Proposta para monitorar presos é "para inglês ver”, diz presidente da OAB

Agência Brasil

Brasília - O presidente nacional da Ordem dos Advogados do Brasil (OAB), Ophir Cavalcante, afirmou hoje (27) que a proposta de monitoramento eletrônico de presos, aprovada pelo Senado na semana passada, não tem eficácia. Em entrevista ao programa Revista Brasil, da Rádio Nacional AM, Cavalcante criticou a falta de investimento do governo para reintegrar o presidiário à sociedade. “Enquanto não houver políticas de reinserção social, todos esses movimentos serão meramente paliativos, apenas para inglês ver, como diz o ditado popular”.

O advogado acredita que o governo não tem condições de colocar a medida em prática. “Se o Estado brasileiro infelizmente mal consegue, dentro do próprio sistema penitenciário, conferir dignidade e reinserir socialmente essas pessoas, imagine com 80 mil pessoas postas na rua sem qualquer política de reinserção social”, defendeu.

Cavalcante disse ainda que o acompanhamento psicológico de condenados no Brasil é deficiente e citou o caso do pedreiro Adimar Jesus da Silva, que matou seis adolescentes em Luziânia (cidade a 58 quilômetros de Brasília) uma semana depois de ser libertado. “Isso é tirar o leão da jaula e jogar na sociedade sem qualquer tratamento”, alertou.

A OAB considera que o uso da pulseira fere a dignidade do ser humano e prejudica ainda mais a reintegração do preso na sociedade. De acordo com Cavalcante, “estando com a tornozeleira, as pessoas estão impedidas de ser inseridas socialmente porque vão ter um estigma”.

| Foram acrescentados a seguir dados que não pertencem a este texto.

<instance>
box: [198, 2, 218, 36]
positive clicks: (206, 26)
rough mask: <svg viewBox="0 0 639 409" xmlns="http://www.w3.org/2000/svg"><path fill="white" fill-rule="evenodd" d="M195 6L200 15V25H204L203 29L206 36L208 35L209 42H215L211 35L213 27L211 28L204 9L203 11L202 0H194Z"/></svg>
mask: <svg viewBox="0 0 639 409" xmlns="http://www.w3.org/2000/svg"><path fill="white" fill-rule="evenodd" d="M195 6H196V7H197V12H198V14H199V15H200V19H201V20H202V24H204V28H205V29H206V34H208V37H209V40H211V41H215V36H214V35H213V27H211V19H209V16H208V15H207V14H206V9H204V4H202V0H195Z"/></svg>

O presidente da Ordem avaliou que a redução no custo do preso, de R$ 1,6 mil para R$ 400 mensais, não deve ser levada em conta. “Essa coisificação do homem pelo que ele representa em termos de custo para o Estado não pode ser a lógica num país democrático. A lógica deve ser o cidadão acima de tudo”.

O projeto que prevê a liberdade e o rastreamento eletrônico, por meio de uma pulseira, de aproximadamente 80 mil presos foi aprovado pelo Senado Federal no dia 19 deste mês e precisa ser sancionado pelo presidente Luiz Inácio Lula da Silva. A pulseira deverá ser usada por condenados que progridam para o regime aberto ou semi-aberto ou em casos de saídas temporárias, como Natal e Dia das Mães.